The small proportion of the UK population which do not migrate south are in effect opportunists, which presumably do well in mild winters but suffer heavy mortality in cold ones. The home-grown adults appear in early spring in the UK, well before the next wave of migrants arrive from southern climes, but the overall contribution of these overwintering individuals is thought to be minimal; populations in northern Europe were considered to be entirely dependent on immigration which determines abundance (8). This situation may however, be changing as the climate warms.

The Red Admiral (Vanessa atalanta) on bell heather. Galicia, Spain, 28th August. Wings held in typical 3/4’s open position (See Link 11).

Red Admirals flying southwards in September, in Finland, were found to migrate on sunny days when cool northern winds were blowing (13). Red Admirals take about 5 weeks to fly the 3,000 km from Northern Europe down to the countries surrounding the Mediterranean (1). Circumstantial evidence from meteorological radar observations suggests that they migrate at high altitudes (up to 2,000m or more), where temperatures may be as low as 2-3 deg C! Once they arrive in the south again, in places such as the Catalonia lowlands in north-east Spain – in October and early November, they start breeding a new generation. (2)

The Red Admiral (Vanessa atalanta) on bell heather. Galicia, Spain, 28 August.

Not all Red Admirals migrate over long distances. Studies in Spain by Stefanescu (2001) have shown that some individuals fly much shorter distances towards nearby locations of a high altitude. The butterflies shown here (e.g. above and below) feeding on bell heather were photographed in late August at one such location, near the peak of a hill in Galicia, Spain.

The Red Admiral (Vanessa atalanta) on bell heather. Galicia, Spain, 28 August.

Citizen science projects, such as the one on Red Admiral migration run by the Insect Migration & Ecology Research Group, at the University of Bern, Switzerland (13), offer enormous potential for gathering information on insect migration. People all over Europe can record sightings on a plethora of citizen science portals – some of which are configured as easy to use Apps – allowing researchers to build up unprecedented data bases of records in time and space. It will be fascinating to see what they can come up with in terms of new findings.

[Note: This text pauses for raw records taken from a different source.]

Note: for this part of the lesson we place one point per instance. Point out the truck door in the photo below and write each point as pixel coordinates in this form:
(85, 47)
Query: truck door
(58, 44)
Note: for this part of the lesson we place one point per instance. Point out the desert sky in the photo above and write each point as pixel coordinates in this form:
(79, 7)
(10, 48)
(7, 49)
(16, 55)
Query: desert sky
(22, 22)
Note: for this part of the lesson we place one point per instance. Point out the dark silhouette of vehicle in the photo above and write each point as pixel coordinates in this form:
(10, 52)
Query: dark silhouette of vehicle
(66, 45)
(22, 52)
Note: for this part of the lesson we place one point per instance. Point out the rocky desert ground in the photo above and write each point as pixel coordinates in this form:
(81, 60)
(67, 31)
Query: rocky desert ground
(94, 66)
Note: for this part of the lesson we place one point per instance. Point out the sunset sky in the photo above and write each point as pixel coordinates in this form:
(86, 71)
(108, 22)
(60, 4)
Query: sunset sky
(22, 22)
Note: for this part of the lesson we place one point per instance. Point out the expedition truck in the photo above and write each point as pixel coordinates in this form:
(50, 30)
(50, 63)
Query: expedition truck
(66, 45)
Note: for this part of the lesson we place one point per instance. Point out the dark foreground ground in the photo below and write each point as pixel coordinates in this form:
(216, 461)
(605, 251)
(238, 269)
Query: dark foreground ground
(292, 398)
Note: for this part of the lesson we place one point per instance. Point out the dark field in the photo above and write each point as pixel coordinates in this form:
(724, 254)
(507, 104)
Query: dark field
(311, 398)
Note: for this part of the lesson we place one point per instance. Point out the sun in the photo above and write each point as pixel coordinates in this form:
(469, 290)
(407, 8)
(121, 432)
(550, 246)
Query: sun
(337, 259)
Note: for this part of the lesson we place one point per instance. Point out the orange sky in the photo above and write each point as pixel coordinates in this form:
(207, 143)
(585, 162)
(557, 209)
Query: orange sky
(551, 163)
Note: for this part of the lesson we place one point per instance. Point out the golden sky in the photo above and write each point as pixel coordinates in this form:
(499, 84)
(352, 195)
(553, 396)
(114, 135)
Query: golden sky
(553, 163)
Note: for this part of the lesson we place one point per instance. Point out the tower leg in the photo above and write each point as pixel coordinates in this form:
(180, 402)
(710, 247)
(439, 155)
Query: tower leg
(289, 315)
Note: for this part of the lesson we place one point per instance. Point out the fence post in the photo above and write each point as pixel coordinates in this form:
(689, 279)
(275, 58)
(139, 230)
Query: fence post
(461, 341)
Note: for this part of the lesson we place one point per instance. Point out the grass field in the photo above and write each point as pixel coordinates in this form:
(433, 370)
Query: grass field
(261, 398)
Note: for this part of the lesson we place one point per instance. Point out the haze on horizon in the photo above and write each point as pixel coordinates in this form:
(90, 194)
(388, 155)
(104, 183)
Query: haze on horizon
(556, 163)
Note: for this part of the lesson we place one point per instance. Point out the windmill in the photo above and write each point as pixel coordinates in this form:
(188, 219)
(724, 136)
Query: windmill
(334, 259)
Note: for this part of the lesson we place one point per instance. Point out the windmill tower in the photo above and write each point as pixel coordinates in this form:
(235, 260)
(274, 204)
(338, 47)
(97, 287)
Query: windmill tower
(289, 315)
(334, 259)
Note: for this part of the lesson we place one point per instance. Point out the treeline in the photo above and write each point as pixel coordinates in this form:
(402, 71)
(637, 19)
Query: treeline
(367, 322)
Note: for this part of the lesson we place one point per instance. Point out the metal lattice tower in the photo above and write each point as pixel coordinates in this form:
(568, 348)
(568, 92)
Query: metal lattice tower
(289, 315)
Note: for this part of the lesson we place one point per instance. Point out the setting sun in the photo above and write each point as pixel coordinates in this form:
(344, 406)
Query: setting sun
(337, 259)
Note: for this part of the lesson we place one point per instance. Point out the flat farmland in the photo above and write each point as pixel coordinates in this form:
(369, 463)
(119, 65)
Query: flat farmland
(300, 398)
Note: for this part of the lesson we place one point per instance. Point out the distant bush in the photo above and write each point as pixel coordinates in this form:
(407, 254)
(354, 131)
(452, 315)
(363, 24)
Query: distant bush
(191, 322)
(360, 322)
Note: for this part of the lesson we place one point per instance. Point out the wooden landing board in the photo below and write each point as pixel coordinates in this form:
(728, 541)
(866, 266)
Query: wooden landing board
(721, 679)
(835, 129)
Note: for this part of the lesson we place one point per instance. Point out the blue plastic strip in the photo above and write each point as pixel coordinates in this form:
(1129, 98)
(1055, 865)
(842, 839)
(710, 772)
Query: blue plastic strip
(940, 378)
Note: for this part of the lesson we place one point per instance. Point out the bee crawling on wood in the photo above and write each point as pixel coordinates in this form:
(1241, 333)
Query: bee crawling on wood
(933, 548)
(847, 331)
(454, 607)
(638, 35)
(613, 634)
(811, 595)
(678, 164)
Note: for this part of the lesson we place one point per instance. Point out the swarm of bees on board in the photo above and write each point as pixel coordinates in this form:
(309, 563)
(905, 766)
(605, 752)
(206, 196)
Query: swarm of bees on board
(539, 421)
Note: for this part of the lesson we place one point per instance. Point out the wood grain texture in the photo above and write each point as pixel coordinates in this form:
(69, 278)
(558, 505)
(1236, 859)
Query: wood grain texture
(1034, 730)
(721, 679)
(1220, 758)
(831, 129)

  1. Stefanescu, C., Alarcón, M., & Àvila, A. (2007). Migration of the painted lady butterfly, Vanessa cardui, to north‐eastern Spain is aided by African wind currents. Journal of Animal Ecology, 76(5), 888-898.
  2. Brattström, O., Bensch, S., Wassenaar, L. I., Hobson, K. A., & Åkesson, S. (2010). Understanding the migration ecology of European red admirals Vanessa atalanta using stable hydrogen isotopes. Ecography, 33(4), 720-729.
  3. Stefanescu, C. (2001). The nature of migration in the red admiral butterfly Vanessa atalanta: evidence from the population ecology in its southern range. Ecological Entomology, 26(5), 525-536.
  4. Fox, R. & Dennis, R. L. (2010). Winter survival of Vanessa atalanta (Linnaeus, 1758)(Lepidoptera: Nymphalidae): a new resident butterfly for Britain and Ireland?. Entomologist”s Gazette, 61(2), 94.
  5. Bolotov, I. N., Bochneva, I. A., Podbolotskaya, M. V., Gofarov, M. Y., & Spitsyn, V. M. (2015). Butterflies (Lepidoptera: Papilionoidea and Hesperioidea) from meadows of Vinogradovsky District, Arkhangelsk Region, northern European Russia, with notes on recent intense expansion of the southern species to the north. Check List, 11(5), 1727.
  6. (The Clash video).
  8. Pollard, E., & Greatorex-Davies, J. N. (1998). Increased abundance of the red admiral butterfly Vanessa atalanta in Britain: the roles of immigration, overwintering and breeding within the country. Ecology Letters, 1(2), 77-81.
  9. Brattström, O. (2007). Ecology of red admiral migration. Department of Animal Ecology, Lund University.
  10. Brattström, O., Åkesson, S., & Bensch, S. (2010). AFLP reveals cryptic population structure in migratory European red admirals (Vanessa atalanta). Ecological Entomology, 35(2), 248-252.
  11. Peter B. Hardy. The Butterflies of Greater Manchester.
  12. Mikkola, K. (2003). Red admirals Vanessa atalanta (Lepidoptera: Nymphalidae) select northern winds on southward migration. Entomol. Fenn., 14(1), 15-24.